Canaccord forecasts processing rates of 1,150 tonnes per day at the mine by 2020, but figures it will run at 1,500 tonnes per day by 2021. Paul has a “buy” rating on Richmont and a $15-per-share price target.

BMO Capital Markets analyst Brian Quast noted the impact of positive grade reconciliation compared to the 2015 resource model, and said he “would not be surprised if Richmont points towards higher grades in 2017 when it releases [guidance].” BMO Research models Island Gold at 825 tonnes per day through 2017, with a “gradual ramp-up” to 1,100 tonnes per day in 2018, which assumes $15 million of capital expenses in 2017 for the mill expansion, in addition to $20 million of sustaining capital expenses.

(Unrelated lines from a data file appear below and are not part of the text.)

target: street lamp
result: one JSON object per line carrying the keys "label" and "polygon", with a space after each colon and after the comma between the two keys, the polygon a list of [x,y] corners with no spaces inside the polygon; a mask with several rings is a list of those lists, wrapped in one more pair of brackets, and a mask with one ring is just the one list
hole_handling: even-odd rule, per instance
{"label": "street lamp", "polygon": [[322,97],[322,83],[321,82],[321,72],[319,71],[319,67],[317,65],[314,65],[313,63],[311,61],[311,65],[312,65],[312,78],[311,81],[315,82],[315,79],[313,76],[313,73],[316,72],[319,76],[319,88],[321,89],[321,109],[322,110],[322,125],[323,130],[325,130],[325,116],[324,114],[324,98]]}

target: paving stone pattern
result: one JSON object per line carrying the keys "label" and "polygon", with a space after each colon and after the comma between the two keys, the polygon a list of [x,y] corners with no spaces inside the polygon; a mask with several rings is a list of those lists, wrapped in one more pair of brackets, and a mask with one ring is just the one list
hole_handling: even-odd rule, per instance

Richmont Mines’ Island Gold mine near Wawa, Ontario, which produced 18,617 oz. gold in the second quarter this year.  Credit: Richmont Mines.

Richmont Mines’ Island Gold mine near Wawa, Ont., which produced 18,617 oz. gold in the second quarter this year. Credit: Richmont Mines.

Quast has an “underperform” rating on Richmont, along with a $13-per-share price target.

Richmont has traded within a 52-week range of $3.73 to $15.01, and closed at $11.80 per share at press time.

The company has 62.6 million shares outstanding for a $686-million market capitalization, and finished the second quarter with $95.5 million in cash.

Island Gold is expected to produce between 62,000 and 67,000 oz. this year at cash costs of US$660 to US$705 per ounce.